Even with an engineering degree one has less chance of landing a job than an engineering diploma holder. The reason is simple: in diploma course the practical skills imparted are greater than in engineering degree. An engineering degree may have greater value in the marriage market but not in the job market. The point is that vocational training has to be combined with theoretical knowledge to meet the needs of the job market.

But what about those for whom the economic factor is not so dominant? Where do the prodigals of rich families go for their schooling? They go to high-fee schools in the name of better education though most of them turn out to be average students or worse as they tend to concentrate on flaunting their resources more than academics. And the super-rich go to the mountain schools in Kodaikanal or Dehradun! And some shift to foreign schools and their number seems to be growing. This year, there has been an increase of 32 per cent in the number of students going to the USA. France is offering scholarships to meritorious students. Sure, some of them surely “shine” in later life. But how many return to work in India and prove their mettle? Not even a handful!

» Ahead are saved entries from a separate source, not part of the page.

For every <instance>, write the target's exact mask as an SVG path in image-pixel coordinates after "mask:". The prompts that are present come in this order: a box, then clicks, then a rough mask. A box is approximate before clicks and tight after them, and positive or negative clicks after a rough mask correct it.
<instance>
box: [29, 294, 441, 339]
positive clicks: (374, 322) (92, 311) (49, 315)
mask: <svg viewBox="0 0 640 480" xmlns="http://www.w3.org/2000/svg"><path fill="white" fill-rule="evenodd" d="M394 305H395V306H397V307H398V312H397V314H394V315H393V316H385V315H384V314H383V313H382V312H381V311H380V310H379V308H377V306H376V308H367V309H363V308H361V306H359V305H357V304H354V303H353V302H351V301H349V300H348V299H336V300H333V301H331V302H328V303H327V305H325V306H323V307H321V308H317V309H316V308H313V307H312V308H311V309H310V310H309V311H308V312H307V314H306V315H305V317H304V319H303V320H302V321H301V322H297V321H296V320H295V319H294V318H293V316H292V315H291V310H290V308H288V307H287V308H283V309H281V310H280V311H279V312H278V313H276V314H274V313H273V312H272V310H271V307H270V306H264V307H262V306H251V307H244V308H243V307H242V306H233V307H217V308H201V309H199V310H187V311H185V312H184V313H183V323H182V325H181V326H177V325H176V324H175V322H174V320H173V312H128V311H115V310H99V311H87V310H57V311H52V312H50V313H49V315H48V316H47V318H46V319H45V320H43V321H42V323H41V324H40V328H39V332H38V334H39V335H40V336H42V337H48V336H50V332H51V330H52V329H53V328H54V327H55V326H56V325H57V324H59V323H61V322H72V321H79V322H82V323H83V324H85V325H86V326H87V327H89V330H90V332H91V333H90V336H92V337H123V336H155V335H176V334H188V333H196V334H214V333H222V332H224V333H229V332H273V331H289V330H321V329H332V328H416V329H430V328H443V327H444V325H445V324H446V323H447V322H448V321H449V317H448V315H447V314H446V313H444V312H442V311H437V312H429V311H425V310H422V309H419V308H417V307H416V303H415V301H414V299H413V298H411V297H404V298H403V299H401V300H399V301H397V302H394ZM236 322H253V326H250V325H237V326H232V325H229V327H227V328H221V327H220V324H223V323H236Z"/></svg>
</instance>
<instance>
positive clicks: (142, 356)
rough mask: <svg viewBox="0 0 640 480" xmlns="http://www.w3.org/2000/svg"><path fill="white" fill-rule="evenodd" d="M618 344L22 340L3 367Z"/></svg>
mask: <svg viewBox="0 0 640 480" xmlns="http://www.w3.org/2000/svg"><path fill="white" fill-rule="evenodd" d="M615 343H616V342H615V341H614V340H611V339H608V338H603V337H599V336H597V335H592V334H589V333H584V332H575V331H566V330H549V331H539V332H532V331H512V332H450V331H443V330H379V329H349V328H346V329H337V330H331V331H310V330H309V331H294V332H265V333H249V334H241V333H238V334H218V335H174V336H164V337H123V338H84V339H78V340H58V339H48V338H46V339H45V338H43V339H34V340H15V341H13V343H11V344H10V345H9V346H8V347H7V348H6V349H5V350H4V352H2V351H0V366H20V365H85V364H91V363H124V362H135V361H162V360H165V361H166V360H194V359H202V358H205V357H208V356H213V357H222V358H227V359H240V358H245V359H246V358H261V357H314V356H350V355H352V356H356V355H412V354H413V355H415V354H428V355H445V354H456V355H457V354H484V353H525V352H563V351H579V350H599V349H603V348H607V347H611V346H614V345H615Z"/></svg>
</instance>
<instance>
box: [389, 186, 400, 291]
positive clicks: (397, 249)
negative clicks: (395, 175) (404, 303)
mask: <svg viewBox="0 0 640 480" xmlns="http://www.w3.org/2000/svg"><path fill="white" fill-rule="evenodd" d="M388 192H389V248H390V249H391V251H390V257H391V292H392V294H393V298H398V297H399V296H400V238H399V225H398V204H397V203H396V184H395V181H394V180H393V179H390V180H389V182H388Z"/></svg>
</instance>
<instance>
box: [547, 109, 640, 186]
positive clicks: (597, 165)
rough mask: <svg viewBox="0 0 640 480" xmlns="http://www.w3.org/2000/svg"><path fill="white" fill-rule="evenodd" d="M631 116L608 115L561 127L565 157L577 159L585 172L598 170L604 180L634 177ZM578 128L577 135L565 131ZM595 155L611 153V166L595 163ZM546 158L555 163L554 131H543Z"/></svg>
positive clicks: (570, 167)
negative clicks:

This is the real tragedy of our education system. We have developed a philosophy of poverty but not how to remove it. Another backward country that became independent almost simultaneously as India is outstripping us in almost every field of development. It is China.

Some years ago, a book was in circulation, titled What ivan Knows that Johnny Doesn’t, written by Arther S. Trace and published by Random House in 1961. It compared the knowledge base of American and Russian students and concluded that the Russian students’ knowledge dimension was greater.

If a similar test is conducted today between the Chinese and Indian students, the former will be ahead of the latter, starting with the fact that the literacy rate of the Chinese is around 96 per cent while India’s is at about 74 per cent. In PISA tests or in national IQ tests sadly it seems China also scored higher than India. China has two Nobel Laureates born in the post-revolution period and working in China as against none in India. Maybe there should be a new study, titled What Chiang Knows that Rahul Doesn’t, to show our place in Asia, not to talk about the world!

The author, a former journalist, is currently engaged in education management through distance education.